More importantly, and something I had lost sight of :
Someone suggested that I should be following some set of rules when encrypting credit card details.
Where can I find this set of standards ?
Is there one ?
Thanks again
Steve

 

[mikeEd]

It's because sometimes when you encrypt the string, you end up with characters with the Ascii value 0; the string terminator.
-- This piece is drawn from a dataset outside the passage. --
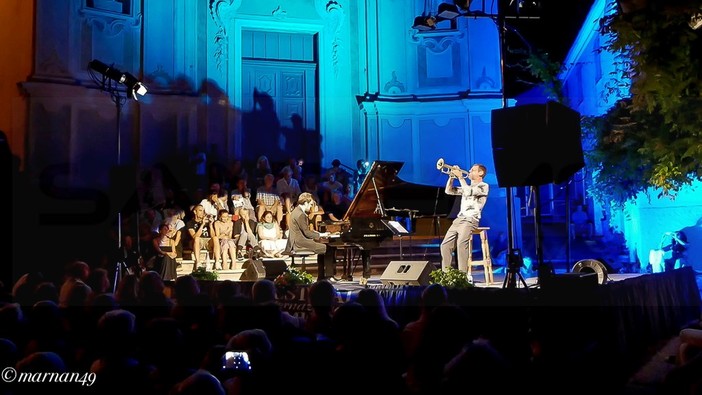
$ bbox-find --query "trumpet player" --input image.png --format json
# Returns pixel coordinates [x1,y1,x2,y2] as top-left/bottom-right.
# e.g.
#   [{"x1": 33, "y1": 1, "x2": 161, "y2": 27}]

When you attempt to display these strings in an edit box they're truncated at the first 0.

 

[StevenK]

That then begs the question as to how I might work around this ?
Any ideas anyone ?
Steve

 

[mikeEd]

Well you don't actually need to display the encrypted string so it shouldn't be a problem. As far as I know you can insert strings with #0 characters into a SQL Server database, but if you really don't want them you can just check your encrypted string each time to ensure it has no #0s in it.

 

[StevenK]

Thanks again MikeEd.
I'm now performing a check as part of the 'EncryptMyString' function and ensuring that the ASCII value to be converted is not 0 (using mod 256). If it is then I perform the function again til I get to a point when none of the values to obtain the keys for is 0.
This seems to elimate the problems I've been seeing.
Thanks again.
Steve

 

[664950]

Here is a simple funcitions that can solve your problem...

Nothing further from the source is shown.